Verrilli got out barely two sentences before chief judge Sharon Prost jumped in. The main ground for overturning PTAB’s decision, she pointed out, would be a finding that the board did not have substantial evidence for it. But PTAB’s long, detailed written decision suggests that it did not exactly base its decision on a whim. “How do we get around that?” Prost asked Verrilli.

When he tried to answer, Moore interrupted, pointing out “problems with the cases” Verrilli had cited to support his position and the low bar for evidence to be “substantial.” “Do you see the problem I’m having?” she asked him. (Shortly after, Moore had a coughing fit and excused herself from the bench, an almost unheard-of occurrence, but told the attorneys to carry on; she returned a few minutes later.)

Arguing for the Broad, Raymond Nimrod of Quinn Emanuel had a somewhat easier time but did not get off scot-free. Prost zeroed in on the success that those half a dozen labs had using CRISPR in mammalian cells in the months after Doudna’s success with CRISPR on test-tube DNA. UC has argued throughout the patent saga that the success by so many labs indicates that it was an obvious extension of Doudna’s work, “obviousness” that would include what Zhang achieved.

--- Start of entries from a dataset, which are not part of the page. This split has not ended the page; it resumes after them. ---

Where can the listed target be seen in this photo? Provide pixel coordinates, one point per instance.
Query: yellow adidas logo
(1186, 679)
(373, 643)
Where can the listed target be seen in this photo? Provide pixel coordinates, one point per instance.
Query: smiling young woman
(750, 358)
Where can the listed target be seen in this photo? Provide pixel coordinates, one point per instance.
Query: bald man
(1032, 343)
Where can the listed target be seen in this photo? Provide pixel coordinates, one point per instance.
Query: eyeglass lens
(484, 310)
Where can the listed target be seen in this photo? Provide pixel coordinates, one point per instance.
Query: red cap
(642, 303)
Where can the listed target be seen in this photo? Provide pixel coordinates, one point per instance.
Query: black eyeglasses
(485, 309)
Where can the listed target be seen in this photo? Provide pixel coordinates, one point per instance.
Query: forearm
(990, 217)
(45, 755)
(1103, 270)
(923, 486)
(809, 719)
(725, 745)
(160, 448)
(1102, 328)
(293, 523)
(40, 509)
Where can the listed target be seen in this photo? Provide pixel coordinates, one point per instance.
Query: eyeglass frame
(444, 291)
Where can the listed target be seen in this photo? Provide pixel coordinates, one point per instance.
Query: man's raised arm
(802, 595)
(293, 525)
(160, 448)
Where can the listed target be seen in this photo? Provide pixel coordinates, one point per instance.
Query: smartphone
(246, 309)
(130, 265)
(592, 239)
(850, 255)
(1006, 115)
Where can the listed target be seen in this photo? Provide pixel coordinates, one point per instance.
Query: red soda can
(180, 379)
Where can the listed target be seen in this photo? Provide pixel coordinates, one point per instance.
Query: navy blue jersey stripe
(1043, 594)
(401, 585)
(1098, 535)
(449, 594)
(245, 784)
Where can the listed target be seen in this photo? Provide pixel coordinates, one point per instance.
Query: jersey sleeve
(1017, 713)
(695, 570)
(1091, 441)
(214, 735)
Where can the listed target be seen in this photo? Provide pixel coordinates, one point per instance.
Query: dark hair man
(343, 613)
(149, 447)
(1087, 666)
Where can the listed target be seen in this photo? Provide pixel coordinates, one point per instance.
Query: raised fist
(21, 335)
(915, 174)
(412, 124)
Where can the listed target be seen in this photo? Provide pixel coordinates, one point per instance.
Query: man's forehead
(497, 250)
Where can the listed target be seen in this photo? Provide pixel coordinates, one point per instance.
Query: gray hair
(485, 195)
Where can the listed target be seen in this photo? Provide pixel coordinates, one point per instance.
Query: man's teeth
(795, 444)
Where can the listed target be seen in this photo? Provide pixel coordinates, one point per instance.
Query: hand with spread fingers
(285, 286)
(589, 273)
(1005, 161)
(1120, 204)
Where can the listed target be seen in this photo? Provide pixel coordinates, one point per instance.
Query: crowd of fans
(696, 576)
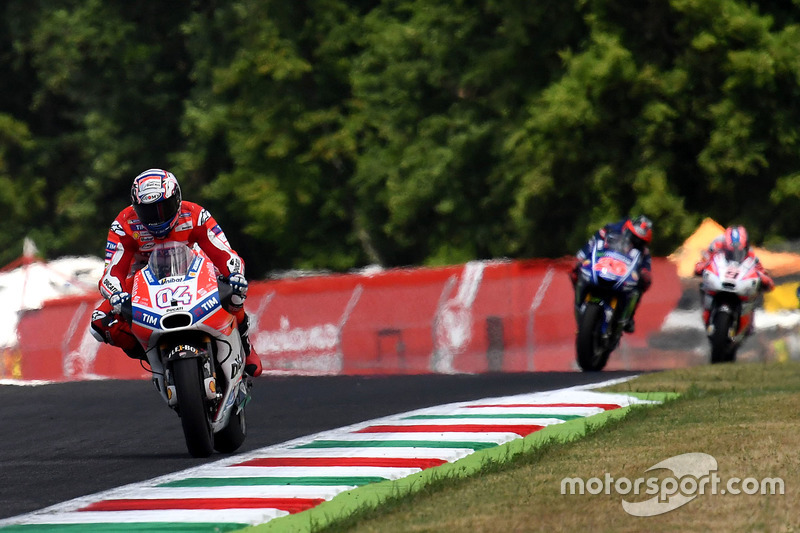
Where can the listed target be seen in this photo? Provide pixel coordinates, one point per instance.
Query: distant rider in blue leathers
(640, 232)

“What about the [patent] board’s not placing much weight on how several people came up with it in a short period of time” after Doudna’s work, Prost asked Nimrod. He replied that PTAB did not dismiss that evidence, but simply found it not to support UC’s claim.

The fact that PTAB considered that argument might be enough to meet the fairly low requirement that its decisions be based on “substantial evidence,” Sherkow said.

A ruling is expected by late summer.